To set up Microsoft Defender for Cloud (Optional)
  1. Navigate to Microsoft Defender for Cloud.

    DefenderForCloud.png

  2. Under Management, click Environment settings.

    DefenderForCloud2.png

  3. Select your subscription.

  4. If you're setting up for the first time, set Severs and Storage to On, then click Save.

    DefenderForCloud3.png


    WARNING
    Enabling Microsoft Defender for Servers while another EDR is active can lead to performance issues.

  5. Under the Settings section, click Continuous Exports.

  6. Do the following:

  7. Select the Security recommendations checkbox, and select All recommendations.

  8. In Security Alerts, select Low, Medium, High, Informational.

  9. Turn Streaming Updates on.

  10. Turn Snapshots off.

  11. In Export configuration, select your subscription.

    ExportConfiguration.png

  12. In Export Target, do the following:

    • In Subscription, select your subscription

    • In Event Hub namespace, select the name of your activity log.

    • In Event Hub name, select the name of your activity log.

    • In Event hub policy name, select the name of your activity log.

      ExportTarget.png

  13. Click Save.


Part 4: Setting up Barracuda XDR Dashboard

  1. Open two browser windows/tabs:

    • In one window, open Azure.

    • In the other window, open Barracuda XDR Dashboard

  2. In Barracuda XDR Dashboard, click Setup > Integrations.

  3. On the Microsoft Azure card, click Setup.

    AzureSetupCard.png

  4. In the XDR Dashboard window, select the Enabled checkbox.

  5. In the Azure window, in the left navigation menu, click the name of the XDR Azure Activity log.

    NOTE If you followed the naming convention, the name is xdr-azure-activity-logs.

  6. Under Entities, click Event Hubs.

  7. Copy the Event Hub Name from the Azure window and paste it into the XDR Dashboard window, in the Activity Logs area, in the Event Hub Name field.

  8. In the Azure window, in Event Hubs list in the center of the screen, click the name of the activity log.
    NOTE If you followed the naming convention, the name is xdr-azure-activity-logs.

  9. On the activity log page, in Settings in the left navigation menu, click Shared access policies.

    WARNING If you are on the correct page, Shared access policies is in the navigation menu on the extreme left of your screen.

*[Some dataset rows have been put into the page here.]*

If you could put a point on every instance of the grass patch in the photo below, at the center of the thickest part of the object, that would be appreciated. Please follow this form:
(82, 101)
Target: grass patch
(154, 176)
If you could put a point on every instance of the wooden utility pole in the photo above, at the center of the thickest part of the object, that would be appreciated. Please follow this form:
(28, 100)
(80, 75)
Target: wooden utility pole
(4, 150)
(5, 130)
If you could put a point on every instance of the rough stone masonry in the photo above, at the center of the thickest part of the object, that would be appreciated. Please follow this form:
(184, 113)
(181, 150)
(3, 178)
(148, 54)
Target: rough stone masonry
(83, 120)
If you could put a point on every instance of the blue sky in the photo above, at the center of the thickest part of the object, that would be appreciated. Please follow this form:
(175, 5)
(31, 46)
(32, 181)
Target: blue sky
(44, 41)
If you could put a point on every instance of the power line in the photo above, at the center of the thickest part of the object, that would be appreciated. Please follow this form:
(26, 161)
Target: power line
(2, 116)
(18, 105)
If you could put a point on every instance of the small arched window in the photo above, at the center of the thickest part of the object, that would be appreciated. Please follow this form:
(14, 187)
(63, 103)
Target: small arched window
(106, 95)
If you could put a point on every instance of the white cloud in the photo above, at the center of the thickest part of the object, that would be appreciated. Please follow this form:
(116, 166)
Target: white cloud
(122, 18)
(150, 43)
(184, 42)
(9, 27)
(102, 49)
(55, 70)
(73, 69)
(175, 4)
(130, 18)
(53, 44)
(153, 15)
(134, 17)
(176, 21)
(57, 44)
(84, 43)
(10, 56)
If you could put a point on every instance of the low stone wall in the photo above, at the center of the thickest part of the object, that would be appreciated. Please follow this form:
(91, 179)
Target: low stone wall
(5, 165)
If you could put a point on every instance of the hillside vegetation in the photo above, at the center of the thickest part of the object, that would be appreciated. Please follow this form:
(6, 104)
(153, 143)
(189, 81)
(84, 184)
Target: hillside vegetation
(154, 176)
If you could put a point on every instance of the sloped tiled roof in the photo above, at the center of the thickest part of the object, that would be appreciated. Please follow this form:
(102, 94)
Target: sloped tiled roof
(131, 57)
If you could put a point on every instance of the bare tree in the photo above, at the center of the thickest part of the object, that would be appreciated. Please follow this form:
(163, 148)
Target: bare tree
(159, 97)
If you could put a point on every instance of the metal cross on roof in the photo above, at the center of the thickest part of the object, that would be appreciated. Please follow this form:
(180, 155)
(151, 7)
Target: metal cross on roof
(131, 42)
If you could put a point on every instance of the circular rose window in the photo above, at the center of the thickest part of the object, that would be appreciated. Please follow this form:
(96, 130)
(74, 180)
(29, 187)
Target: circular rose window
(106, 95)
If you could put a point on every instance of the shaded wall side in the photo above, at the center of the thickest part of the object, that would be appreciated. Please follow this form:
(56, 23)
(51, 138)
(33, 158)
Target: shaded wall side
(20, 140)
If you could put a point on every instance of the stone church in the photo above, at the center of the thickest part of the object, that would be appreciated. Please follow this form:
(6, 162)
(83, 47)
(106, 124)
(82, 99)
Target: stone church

If Shared access policies is in a menu closer to the center of your screen, ensure you clicked the name of the activity log in the previous step.

  10. On the Shared access policies page, click the name of the Shared access policy.
    NOTE If you followed the naming convention, the name is xdr-azure-activity-logs.

  11. Copy the Connection string-primary key and paste it into the XDR Dashboard window, in the Connection String field, in the Activity Logs area.
    NOTE The Connection String must be from the event hub within the entity of the namespace. If the Connection String is from the event hub within the entity of the namespace, it ends with "EntityPath=[EventHubName]" where [EventHubName] is the exact name of the event hub.

  12. In the Azure window, click Home. Then click the Storage accounts icon. Then click the xdrazureactivitylogs link. Then copy the name of the log at the top of the page and paste it into the XDR Dashboard window, in the Storage Account field, in the Activity Logs area.

  13. In the Azure window, in the left navigation menu, click Access keys. In the key1 area, in the Key field, click the Show button. Then click the Copy to clipboard icon and paste the key into the XDR Dashboard window, in the Activity Logs Storage Account Key field, in the Activity Logs area.

  14. Repeat steps 5-14 for the following:

    • Audit Logs

    • Sign In Logs

  15. In the Barracuda XDR window, click Save.